Reinforcement Learning Based Topology Control for UAV Networks
The recent development of unmanned aerial vehicle (UAV) technology has shown the possibility of using UAVs in many research and industrial fields. One of them is for UAVs moving in swarms to provide wireless networks in environments where there is no network infrastructure. Although this method has the advantage of being able to provide a network quickly and at a low cost, it may cause scalability problems in multi-hop connectivity and UAV control when trying to cover a large area. Therefore, as more UAVs are used to form drone networks, the problem of efficiently controlling the network topology must be solved.
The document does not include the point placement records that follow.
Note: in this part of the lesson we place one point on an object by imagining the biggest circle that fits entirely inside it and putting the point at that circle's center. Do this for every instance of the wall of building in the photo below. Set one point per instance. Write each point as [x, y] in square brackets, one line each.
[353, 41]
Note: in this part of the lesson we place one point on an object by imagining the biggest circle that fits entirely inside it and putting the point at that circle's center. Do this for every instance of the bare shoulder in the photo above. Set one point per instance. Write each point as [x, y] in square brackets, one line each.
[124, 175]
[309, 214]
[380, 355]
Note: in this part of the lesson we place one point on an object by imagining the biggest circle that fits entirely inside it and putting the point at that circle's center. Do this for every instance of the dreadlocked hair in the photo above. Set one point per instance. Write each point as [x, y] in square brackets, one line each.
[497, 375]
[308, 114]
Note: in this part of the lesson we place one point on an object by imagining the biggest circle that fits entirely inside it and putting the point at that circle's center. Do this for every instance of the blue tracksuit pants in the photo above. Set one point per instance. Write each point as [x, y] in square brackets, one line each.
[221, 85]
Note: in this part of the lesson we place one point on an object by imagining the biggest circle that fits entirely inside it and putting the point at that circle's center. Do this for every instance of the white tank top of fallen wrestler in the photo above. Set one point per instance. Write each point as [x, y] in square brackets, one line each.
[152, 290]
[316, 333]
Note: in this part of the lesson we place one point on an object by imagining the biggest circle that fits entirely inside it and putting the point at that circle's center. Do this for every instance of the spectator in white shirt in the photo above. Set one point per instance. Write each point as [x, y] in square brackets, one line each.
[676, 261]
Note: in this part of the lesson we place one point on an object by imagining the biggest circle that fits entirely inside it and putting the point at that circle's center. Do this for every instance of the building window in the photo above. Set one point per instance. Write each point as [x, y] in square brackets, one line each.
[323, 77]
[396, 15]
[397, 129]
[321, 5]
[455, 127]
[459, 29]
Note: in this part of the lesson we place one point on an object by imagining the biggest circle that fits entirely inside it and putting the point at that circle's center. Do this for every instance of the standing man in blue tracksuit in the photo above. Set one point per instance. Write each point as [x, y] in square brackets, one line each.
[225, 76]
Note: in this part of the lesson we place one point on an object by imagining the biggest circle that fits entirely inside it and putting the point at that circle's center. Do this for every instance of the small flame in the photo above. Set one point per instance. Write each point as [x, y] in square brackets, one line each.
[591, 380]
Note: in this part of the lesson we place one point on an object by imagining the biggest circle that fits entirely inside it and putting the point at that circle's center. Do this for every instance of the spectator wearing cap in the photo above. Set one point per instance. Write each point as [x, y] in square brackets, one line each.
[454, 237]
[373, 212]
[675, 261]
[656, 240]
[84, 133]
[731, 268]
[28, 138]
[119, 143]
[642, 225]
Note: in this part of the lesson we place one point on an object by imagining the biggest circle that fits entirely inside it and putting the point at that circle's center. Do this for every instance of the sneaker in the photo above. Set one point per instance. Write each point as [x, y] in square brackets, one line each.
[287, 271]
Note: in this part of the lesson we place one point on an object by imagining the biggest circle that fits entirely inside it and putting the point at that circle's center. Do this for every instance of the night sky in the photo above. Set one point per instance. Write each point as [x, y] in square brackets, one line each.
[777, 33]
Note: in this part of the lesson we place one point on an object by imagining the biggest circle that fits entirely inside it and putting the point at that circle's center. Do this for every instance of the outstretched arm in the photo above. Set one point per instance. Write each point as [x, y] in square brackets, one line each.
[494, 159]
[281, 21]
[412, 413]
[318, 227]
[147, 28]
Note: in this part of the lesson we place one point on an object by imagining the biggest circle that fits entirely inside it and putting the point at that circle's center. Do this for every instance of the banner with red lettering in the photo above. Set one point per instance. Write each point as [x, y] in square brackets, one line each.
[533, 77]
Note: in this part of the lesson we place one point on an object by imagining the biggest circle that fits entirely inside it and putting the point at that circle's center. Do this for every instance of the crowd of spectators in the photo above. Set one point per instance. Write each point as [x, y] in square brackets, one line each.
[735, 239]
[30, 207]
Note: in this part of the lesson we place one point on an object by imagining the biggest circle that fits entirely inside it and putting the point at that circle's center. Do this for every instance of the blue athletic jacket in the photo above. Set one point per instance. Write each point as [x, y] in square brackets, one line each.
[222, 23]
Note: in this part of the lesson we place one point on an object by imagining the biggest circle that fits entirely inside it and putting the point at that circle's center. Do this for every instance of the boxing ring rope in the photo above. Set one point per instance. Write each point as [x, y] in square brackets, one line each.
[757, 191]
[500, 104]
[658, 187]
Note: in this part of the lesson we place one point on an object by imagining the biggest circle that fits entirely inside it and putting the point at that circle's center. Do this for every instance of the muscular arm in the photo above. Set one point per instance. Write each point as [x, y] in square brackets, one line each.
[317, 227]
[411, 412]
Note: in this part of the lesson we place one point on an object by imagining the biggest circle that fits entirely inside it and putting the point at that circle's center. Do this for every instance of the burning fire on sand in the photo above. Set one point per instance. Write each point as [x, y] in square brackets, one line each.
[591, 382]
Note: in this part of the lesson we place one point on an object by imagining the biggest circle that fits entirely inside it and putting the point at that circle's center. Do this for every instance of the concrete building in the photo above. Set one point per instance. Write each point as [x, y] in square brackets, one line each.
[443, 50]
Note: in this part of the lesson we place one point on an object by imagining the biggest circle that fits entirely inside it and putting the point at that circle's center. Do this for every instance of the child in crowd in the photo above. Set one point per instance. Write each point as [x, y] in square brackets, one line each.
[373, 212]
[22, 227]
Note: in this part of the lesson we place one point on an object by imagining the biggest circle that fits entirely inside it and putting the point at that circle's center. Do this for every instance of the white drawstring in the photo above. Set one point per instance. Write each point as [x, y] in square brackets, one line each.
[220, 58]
To solve this problem, we propose a topology control system for drone networks, which analyzes relative positions among UAVs within a swarm, then optimizes connectivity among them in perspective of both interference and energy consumption, and finally reshapes a logical structure of drone networks by choosing neighbors per UAV and mapping data flows over them. The most important function in the scheme is the connectivity optimization because it should be adaptively conducted according to the dynamically changing complex network conditions, which includes network characteristics such as user density and UAV characteristics such as power consumption. Since neither a simple mathematical framework nor a network simulation tool for optimization can be a solution, we need to resort to reinforcement learning, specifically DDPG, with which each UAV can adjust its connectivity to other drones. In addition, the proposed system minimizes the learning time by flexibly changing the number of steps used for parameter learning according to the deployment of new UAVs. The performance of the proposed system was verified through simulation experiments and theoretical analysis on various topologies consisting of multiple UAVs.